Le jeune homme s’esclaffa.
« Es-tu sérieux, Tancrède de Tarente ? Si j’avais des « informations », comme tu dis, la dernière chose à faire serait de les révéler. Tu as vu comment ils ont traité mon ami ! Son crime était précisément d’encourager les autres à penser par eux-mêmes. Et puis, quand on est classe zéro, on se fait plutôt oublier que remarquer.
— Classe zéro ? Tu es un enrôlé de force ?
— Eh bien ? Tu n’as pas vu cette marque ? »
Il tapota les deux lignes jaunes sur sa manche. Tancrède se sentit gêné de ne pas avoir remarqué ce détail plus tôt.
« Si, mais je n’avais pas fait le rapprochement. Je n’avais encore jamais discuté avec un inerme.
— Et pour cause, reprit l’autre d’un ton aigre, ils se débrouillent pour qu’on se rencontre le moins possible. Ça fait mauvais genre. Je parie que tu n’as pas dû beaucoup sortir des dômes d’entraînement depuis le début du voyage.
— Non, en effet. Je suis… désolé pour toi qu’on t’ait enrôlé de force. »
Tancrède réalisa alors qu’il n’avait jamais vraiment réfléchi aux problèmes des inermes.
Le jeune homme eut soudain l’air exaspéré. Il se leva aussi brusquement qu’au tribunal.
« Laisse tomber ces conneries ! Tu vois bien que nous n’avons rien à faire ensemble, Lieutenant de Tarente. Allez, à un de ces jours ! »
Tancrède se leva à son tour.
« Non, attends !
— Quoi ?
— Je connaissais la femme qui est morte foudroyée aux buanderies. »
L’autre resta interdit. Il jeta un coup d’œil à la ronde, puis se rapprocha de Tancrède pour dire à voix basse : « Vraiment ? Tu sais quelque chose à ce sujet ?
— Deux ou trois choses. »
Le jeune inerme réfléchit un instant, hésitant.
« Tu serais prêt à en parler ?
— Oui, mais c’est donnant donnant.
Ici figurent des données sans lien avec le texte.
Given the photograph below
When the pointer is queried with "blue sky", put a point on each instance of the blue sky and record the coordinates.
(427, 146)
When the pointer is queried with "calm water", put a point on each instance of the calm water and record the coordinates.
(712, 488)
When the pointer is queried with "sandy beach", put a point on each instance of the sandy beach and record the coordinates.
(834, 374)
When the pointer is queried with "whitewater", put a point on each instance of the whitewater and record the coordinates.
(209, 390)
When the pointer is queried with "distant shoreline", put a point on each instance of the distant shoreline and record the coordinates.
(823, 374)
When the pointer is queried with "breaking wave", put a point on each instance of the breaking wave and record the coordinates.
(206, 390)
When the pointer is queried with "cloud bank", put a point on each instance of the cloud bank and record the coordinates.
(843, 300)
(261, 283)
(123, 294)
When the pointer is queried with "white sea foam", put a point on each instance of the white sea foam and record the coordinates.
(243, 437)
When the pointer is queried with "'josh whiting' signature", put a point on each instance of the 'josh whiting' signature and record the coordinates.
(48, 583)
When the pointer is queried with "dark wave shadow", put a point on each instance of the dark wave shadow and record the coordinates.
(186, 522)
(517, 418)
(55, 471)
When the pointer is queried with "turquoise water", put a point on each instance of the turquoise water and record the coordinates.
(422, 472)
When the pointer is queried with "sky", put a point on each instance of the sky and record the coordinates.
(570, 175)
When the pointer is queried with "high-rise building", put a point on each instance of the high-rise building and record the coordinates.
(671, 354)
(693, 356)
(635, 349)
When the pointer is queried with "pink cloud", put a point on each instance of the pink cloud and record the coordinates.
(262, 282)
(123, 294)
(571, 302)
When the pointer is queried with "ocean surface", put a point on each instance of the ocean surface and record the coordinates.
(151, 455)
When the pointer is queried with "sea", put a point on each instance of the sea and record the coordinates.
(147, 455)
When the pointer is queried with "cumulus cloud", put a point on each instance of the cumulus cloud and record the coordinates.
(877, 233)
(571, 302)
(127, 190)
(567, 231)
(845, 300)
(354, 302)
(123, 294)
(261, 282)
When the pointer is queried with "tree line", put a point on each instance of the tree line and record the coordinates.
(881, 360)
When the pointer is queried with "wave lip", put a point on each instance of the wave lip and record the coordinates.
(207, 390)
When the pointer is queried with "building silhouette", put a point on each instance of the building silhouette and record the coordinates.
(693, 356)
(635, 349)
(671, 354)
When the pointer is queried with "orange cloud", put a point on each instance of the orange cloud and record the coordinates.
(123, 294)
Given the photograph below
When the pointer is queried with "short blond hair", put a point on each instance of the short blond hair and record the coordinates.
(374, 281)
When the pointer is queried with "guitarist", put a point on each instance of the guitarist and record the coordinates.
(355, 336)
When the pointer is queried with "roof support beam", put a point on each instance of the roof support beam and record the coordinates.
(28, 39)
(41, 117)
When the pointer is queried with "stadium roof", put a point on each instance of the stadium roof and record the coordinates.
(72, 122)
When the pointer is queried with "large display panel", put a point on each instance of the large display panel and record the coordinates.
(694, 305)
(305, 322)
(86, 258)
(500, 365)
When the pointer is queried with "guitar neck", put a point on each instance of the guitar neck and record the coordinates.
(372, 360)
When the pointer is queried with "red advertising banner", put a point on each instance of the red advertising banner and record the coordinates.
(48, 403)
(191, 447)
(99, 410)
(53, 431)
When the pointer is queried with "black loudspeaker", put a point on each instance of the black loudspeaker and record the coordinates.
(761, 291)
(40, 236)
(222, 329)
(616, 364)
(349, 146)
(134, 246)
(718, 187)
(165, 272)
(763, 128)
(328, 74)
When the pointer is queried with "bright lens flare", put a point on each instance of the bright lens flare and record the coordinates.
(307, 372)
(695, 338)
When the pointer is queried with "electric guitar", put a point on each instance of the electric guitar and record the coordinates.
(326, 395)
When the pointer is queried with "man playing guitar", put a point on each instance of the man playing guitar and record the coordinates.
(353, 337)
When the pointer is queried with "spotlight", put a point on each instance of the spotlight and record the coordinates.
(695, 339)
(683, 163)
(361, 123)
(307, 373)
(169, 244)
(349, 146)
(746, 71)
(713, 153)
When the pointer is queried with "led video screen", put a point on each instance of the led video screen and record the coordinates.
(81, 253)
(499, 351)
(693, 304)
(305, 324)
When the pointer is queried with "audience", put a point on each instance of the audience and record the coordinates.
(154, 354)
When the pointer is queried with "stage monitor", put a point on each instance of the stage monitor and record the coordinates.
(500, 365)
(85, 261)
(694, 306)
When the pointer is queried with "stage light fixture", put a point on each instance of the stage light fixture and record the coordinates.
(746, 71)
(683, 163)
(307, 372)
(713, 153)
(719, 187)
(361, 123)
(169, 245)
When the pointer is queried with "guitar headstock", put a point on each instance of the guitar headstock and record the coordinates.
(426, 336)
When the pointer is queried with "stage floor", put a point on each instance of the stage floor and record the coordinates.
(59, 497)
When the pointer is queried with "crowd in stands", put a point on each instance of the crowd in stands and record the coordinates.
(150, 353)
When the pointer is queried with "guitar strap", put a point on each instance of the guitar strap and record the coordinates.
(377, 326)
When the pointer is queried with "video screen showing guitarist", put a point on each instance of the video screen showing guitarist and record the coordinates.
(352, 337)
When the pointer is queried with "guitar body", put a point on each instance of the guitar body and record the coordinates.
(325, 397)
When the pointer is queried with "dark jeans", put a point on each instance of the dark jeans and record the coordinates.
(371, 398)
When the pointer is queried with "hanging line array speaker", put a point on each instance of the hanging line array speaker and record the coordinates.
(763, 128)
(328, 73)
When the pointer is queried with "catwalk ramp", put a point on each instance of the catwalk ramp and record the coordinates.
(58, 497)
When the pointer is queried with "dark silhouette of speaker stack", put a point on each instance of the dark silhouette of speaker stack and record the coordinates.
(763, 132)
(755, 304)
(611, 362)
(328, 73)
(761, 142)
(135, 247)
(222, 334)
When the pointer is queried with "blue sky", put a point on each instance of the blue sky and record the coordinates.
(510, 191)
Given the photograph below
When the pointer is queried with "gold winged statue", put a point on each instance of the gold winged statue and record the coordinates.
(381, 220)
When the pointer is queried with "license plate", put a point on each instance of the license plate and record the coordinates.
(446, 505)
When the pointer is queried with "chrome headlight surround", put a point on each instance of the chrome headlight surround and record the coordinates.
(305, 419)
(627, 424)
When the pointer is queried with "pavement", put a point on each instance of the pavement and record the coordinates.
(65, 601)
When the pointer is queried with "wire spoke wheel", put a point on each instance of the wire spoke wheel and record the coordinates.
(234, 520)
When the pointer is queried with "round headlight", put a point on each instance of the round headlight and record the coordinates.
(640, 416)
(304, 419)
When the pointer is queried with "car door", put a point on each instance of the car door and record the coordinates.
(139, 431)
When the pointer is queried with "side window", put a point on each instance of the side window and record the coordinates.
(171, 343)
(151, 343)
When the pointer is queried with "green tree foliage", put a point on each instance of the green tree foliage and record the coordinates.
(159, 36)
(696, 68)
Tu devras répondre à mes questions aussi. »
L’autre sembla peser le pour et le contre, puis se décida.
« Bon, retrouve-moi demain soir après l’ordinaire au jardin Saint-Jean.
— Entendu, je connais. »
Alors, sans un mot de plus, l’autre se dirigea vers la sortie.
« Au fait ! lança Tancrède. Quel est ton nom ?
— Albéric, répondit l’inerme par-dessus son épaule. Albéric Villejust. »
Ce matin-là, l’instruction était au programme de la 78e unité mixte I/C.
Depuis le début de la deuxième partie du voyage, toutes les unités suivaient à tour de rôle une série de cours sur Akya du Centaure. Pour la 78e, c’était la première fois. La plupart des hommes n’étaient pas emballés à l’idée « d’aller à l’école », mais l’occasion d’en apprendre enfin un peu plus sur leur destination et sur les ennemis leur procurait une motivation suffisante. Néanmoins, l’ambiance était plutôt à la mauvaise humeur.
En effet, le cours était prévu à dix heures et tout le monde était arrivé à temps, sauf leur lieutenant. En l’absence de l’officier, ils avaient dû passer leur tour et retourner en salle d’attente jusqu’à ce que celui-ci se décide à arriver. Pour des soldats habitués à se faire remonter les bretelles à la moindre minute de retard, cette absence était assez agaçante. Aussi, les hommes tuaient-ils le temps en ronchonnant.
Comme souvent, Ardélion exprimait son mécontentement bruyamment :
« Encore au moins deux heures à glander avant le prochain tour, et on ne sait même pas où il est !
— Ouais, grogna un autre homme, c’est déjà chiant de se taper l’instruction, alors si en plus on doit attendre des plombes… »
Olinde, Dudon et Renaud jouaient aux cartes sur un banc, installés près d’une bouche d’aération afin de pouvoir griller une cigarette discrètement, en soufflant la fumée dans le conduit.
« Je me demande ce que le lieutenant pouvait avoir de si important à faire, s’interrogea Olinde. Il n’a même pas inspecté la cabine, ce matin.
— Après l’ordinaire, il a dit qu’il avait un truc à voir et il est parti », répondit Dudon.